The story quoted Christine Bannan of the U.S.-based Electronic Privacy Information Center (EPIC), saying, “Venmo is an unusual app because it combines social media with financial transactions. One of those is usually fairly public and one is usually very private, so it’s hard to gauge consumer expectations of privacy.”
For its part, Venmo said the company is always focused on the privacy and safety of its users.
No matter what happens with such concerns, both Zelle and Venmo are looking for future areas of expansion and new ways to acquire customers.

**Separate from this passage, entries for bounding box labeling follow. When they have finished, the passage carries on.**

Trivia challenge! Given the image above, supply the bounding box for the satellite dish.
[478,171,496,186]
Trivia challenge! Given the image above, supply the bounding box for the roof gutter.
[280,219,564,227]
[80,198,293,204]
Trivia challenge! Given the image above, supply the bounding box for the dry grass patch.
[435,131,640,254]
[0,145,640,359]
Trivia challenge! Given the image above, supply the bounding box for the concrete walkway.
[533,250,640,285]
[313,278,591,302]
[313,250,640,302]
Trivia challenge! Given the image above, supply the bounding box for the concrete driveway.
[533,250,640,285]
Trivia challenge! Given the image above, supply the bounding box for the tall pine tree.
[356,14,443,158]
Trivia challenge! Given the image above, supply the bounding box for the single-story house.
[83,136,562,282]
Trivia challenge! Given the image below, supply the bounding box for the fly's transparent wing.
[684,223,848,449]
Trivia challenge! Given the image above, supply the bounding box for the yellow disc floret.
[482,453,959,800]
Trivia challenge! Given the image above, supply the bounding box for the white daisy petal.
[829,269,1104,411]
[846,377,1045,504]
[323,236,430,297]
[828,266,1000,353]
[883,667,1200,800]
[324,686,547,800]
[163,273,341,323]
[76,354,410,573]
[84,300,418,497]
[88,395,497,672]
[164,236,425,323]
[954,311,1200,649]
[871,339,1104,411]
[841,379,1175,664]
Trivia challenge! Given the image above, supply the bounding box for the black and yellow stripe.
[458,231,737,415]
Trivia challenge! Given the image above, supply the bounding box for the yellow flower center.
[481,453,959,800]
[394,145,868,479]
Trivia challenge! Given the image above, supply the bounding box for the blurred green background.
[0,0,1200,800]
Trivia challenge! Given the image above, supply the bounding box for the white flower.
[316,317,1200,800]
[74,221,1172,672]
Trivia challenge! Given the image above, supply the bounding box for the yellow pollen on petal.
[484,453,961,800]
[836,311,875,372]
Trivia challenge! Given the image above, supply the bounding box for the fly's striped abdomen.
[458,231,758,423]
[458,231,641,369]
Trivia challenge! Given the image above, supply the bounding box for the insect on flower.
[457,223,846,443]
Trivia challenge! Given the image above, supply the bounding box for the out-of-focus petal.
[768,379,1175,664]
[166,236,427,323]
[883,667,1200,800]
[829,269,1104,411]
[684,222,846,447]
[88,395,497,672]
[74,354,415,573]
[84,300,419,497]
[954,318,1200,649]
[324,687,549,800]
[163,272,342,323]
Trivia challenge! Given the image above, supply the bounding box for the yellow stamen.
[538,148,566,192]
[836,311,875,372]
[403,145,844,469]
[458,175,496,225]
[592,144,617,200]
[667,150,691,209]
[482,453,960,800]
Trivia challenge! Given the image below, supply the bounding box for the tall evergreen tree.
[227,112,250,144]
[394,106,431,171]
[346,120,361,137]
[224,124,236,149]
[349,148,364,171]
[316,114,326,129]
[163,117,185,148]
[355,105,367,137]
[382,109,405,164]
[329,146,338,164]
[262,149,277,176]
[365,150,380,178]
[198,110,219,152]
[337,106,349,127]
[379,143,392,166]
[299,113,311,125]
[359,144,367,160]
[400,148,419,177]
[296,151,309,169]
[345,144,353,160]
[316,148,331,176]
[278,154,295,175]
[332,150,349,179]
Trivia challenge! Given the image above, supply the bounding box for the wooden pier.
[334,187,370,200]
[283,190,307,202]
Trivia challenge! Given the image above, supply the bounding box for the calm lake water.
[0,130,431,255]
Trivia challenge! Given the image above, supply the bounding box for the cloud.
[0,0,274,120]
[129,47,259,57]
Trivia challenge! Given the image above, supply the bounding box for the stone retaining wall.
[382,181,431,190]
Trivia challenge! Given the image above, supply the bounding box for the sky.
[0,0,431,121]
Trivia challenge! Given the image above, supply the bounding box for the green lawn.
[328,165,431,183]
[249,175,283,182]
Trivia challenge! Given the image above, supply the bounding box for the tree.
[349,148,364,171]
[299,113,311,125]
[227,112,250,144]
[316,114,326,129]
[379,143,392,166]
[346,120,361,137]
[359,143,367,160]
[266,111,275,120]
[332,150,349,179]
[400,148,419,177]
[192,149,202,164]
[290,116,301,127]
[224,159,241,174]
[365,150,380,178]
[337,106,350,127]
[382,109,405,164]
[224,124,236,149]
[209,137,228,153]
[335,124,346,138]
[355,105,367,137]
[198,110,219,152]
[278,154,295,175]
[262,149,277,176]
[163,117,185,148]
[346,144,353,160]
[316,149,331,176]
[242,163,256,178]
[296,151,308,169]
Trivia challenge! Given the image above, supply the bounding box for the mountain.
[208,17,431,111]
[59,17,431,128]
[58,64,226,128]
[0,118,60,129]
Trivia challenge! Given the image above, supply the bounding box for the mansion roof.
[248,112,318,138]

Zelle recently found a spot with helping the quicker distribution of insurance checks and other corporate disbursements, a move that could encourage even more use of the P2P service, and a process described in detail during a PYMNTS interview with Drew Edwards, CEO of instant money network Ingo Money, and Lou Anne Alexander, group payments president of the bank-owned Early Warning, which itself owns the digital P2P payments network Zelle.
Venmo, meanwhile, recently announced that is getting into payment cards — specifically, a Mastercard-branded debit card. The aim, according to the company, is to enable consumers who use Venmo to spend their balances in more places.
Consumers can keep track of Venmo purchases via their general Venmo transaction history, “so you can split with Venmo friends or share what you bought on the feed,” the company said. “For those with Venmo notifications enabled, you’ll be notified on your phone with each swipe.”
The ongoing earnings season will bring more news about P2P payments and how the competition between Zelle and Venmo is playing out. The race is far from over, especially as more consumers warm up to the idea of these types of transactions.